Create a function to remove one erronous float value that prevents the date time strings being converted into datetime

In [27]:
def rem_float(x):
    try:
        float(x)
    except ValueError:
        return True
    return False

Loop over the keys of the dictionary which hold the dataframes containing the measurements for the related stations. For each dataframe, remove the possible float value in the UTC column holding strings containing measurement date and time. Then convert the column to datetime format and select the relevant time period. Store the converted dataframe in a new dictionary.

In [29]:
for key in all_data:
    df = all_data[key]
    searchfloat = df["UTC"].apply(rem_float)
    df = df[searchfloat]
    df["UTC"] = pd.to_datetime(df["UTC"],format=" %d/%m/%Y %H:%M")
    df = df[(df["UTC"] >= start_time) & (df["UTC"] <= end_time)]
    year_data[key] = df

A value is trying to be set on a copy of a slice from a DataFrame.
Try using .loc[row_indexer,col_indexer] = value instead

See the caveats in the documentation: https://pandas.pydata.org/pandas-docs/stable/user_guide/indexing.html#returning-a-view-versus-a-copy
  df["UTC"] = pd.to_datetime(df["UTC"],format=" %d/%m/%Y %H:%M")

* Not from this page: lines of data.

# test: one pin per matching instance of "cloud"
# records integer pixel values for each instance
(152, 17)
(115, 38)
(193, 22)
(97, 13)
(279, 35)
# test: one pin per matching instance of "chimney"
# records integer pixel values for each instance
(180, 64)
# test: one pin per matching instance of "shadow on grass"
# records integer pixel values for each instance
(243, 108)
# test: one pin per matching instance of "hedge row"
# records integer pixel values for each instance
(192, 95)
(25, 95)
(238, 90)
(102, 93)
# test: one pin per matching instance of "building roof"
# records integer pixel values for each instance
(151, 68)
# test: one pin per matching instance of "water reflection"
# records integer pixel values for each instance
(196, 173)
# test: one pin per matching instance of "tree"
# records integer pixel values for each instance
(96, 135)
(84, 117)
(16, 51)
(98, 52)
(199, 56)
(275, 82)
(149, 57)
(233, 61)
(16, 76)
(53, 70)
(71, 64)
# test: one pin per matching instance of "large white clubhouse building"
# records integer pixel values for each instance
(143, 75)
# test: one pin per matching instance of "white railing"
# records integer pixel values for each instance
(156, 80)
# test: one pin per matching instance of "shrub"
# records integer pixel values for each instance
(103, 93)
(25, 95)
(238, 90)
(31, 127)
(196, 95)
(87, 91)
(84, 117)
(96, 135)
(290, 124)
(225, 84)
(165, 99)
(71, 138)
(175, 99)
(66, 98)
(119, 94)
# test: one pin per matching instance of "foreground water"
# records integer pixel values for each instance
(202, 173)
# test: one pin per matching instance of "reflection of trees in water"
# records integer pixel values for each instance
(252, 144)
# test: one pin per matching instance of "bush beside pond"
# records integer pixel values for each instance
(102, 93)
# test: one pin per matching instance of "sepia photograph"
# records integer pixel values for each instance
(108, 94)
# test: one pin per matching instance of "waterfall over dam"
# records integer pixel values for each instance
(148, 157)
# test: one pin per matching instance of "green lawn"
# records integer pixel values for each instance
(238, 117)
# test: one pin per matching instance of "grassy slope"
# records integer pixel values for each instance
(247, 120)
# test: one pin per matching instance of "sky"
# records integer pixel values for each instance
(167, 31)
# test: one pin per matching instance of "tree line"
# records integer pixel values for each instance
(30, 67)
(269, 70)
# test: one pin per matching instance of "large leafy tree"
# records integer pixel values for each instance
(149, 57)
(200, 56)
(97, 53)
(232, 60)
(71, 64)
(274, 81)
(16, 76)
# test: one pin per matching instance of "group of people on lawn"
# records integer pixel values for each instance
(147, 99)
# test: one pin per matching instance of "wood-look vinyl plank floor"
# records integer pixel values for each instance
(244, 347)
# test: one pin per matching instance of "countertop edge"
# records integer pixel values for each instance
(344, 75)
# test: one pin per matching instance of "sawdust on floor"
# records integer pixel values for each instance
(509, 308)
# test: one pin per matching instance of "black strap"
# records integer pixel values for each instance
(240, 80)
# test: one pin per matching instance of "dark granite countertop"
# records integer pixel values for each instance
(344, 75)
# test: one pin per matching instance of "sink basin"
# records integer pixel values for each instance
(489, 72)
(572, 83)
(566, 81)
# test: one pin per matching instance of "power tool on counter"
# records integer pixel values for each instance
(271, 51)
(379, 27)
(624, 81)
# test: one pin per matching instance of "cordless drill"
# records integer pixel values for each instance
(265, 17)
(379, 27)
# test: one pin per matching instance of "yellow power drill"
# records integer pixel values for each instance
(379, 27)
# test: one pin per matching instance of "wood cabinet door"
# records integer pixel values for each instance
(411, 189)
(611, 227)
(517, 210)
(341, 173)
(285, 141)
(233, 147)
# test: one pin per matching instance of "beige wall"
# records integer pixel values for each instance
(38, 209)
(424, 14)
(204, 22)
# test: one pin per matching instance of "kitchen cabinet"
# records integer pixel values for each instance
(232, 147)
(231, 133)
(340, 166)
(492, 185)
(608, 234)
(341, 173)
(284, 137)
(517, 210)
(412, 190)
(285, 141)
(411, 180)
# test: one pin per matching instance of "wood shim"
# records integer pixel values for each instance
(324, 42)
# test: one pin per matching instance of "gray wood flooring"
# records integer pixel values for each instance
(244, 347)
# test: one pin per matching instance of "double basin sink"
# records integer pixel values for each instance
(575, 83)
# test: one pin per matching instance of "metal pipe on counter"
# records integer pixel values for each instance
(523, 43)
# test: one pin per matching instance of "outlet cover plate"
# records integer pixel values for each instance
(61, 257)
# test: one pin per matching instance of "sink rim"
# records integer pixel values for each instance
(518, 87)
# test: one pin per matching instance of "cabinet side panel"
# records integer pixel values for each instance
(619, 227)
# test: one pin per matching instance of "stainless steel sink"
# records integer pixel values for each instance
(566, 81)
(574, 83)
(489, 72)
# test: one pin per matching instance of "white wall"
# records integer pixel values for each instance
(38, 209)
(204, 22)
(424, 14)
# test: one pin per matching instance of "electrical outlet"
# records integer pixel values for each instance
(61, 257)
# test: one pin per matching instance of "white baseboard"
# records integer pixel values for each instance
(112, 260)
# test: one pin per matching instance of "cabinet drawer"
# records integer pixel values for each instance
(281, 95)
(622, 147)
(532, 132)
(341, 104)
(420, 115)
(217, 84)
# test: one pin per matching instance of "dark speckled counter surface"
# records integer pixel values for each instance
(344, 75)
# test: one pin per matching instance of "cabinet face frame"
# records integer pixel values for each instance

Write the dataframes back into an excel workbook to use for validation later

In [30]:
with pd.ExcelWriter('validation.xlsx') as writer:  
    for entry in year_data:
        df1 = year_data[entry]
        df1.to_excel(writer, sheet_name=entry)

To conclude, the main difficulty was managing to load, use and write a XSLX workbook which has multiple sheets in pandas. Furthermore, while most of the UTC values were strings, some sheets contained a random number which prevented use of the efficient pd.to_datetime as the float did not have the correct format. Finding and removing this float value was challenging but a stark improvement from looping over all the seperate values and checking whether they were the correct format. 

This script was used to produce a dataset that was meant to validate the outcomes of the models. However, as the models had such low accuracy, the produced file was never used. Apart from that, the conversion and the shrinking of the data set by selecting a fixed time interval improved processing time.